Le poids des stéréotypes de genre

Le témoignage de Delphine Geyer est éclairant quant à un des nœuds du problème : les stéréotypes. C'est Claude Steele qui a décrit en premier ce qu'on appelle "la menace du stéréotype", effet direct des préjugés sur la performance d'un individu. Pour cela, il a réalisé une simple expérience mettant en jeu les mêmes compétences mathématiques au sein de deux groupes mixtes et de niveau équivalent. Lorsque le test était présenté comme supposé marquer une différence entre les sexes (préjugé sexiste), les femmes ont eu de moins bons résultats que leurs homologues masculins. Dans l'autre groupe, où le même test a été présenté comme supposé ne montrer aucune différence entre les sexes, les femmes et les hommes ont eu des résultats similaires. "La science est encore perçue comme une activité masculine, ce qui n'attire pas les jeunes filles, alors même que couvent, au lycée, certaines sont excellentes dans les matières scientifiques et réussissent même mieux que les garçons de leur promotion", témoigne Stéphanie Challita, une autre lauréate du prix L'Oréal-Unesco.
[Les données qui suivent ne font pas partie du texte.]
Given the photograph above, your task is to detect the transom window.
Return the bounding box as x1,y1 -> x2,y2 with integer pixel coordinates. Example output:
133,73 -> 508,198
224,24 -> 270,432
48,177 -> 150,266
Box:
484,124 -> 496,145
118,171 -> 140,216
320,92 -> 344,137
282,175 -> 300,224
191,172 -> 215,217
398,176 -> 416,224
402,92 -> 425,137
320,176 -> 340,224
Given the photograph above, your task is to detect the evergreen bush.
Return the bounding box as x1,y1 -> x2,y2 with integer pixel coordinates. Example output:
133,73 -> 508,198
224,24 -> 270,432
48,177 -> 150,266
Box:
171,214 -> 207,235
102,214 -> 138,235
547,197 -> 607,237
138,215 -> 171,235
Ainsi, 30% des Français attribuent d'abord la plus faible présence des femmes en sciences aux encouragements moindres qu’elles reçoivent à faire des eétudes scientifiques, selon le sondage OpinionWay.

L'importance d'une meilleure représentation des femmes dans les sciences

Depuis vingt ans, quand le prix L'Oréal-Unesco est né, la part des femmes dans la science a progressé d’environ 12%, souligne la Fondation L'Oréal, mais c'est encore insuffisant. Ainsi, seuls 3% des prix Nobel scientifiques ont été attribués à des femmes. Un chiffre considéré comme "révoltant" par 72% des Français... Tandis que 21% le considèrent "normal", d'après le sondage OpinionWay. Avec les 2 prix Nobel de 2018 reçus par Donna Strickland (physique) et Frances Arnold (chimie), le pourcentage monte… A 3,34%, nous apprend Alexandra Palt. Un taux encore très faible, alors que la représentation des femmes est un pas important pour attirer les talents féminins.

"Je suis la seule femme scientifique en France spécialisée dans mon domaine de recherche, la calculabilité", témoigne Sabrina Ouazzani, lauréate du prix 2018, "Les 'role models' sont essentiels pour que les jeunes filles puissent se projeter vers des carrières scientifiques et surmonter les périodes de doute". Pour Alexandra Palt, "Notre engagement (…) nous paraît plus que jamais décisif". Tout comme les 275 qui les ont précédées, les 30 lauréates 2018 vont bénéficier non seulement de la bourse de recherche, mais également d'un programme de formation complémentaire à leur parcours scientifique, afin d'avoir les moyens de briser ce fameux plafond de verre.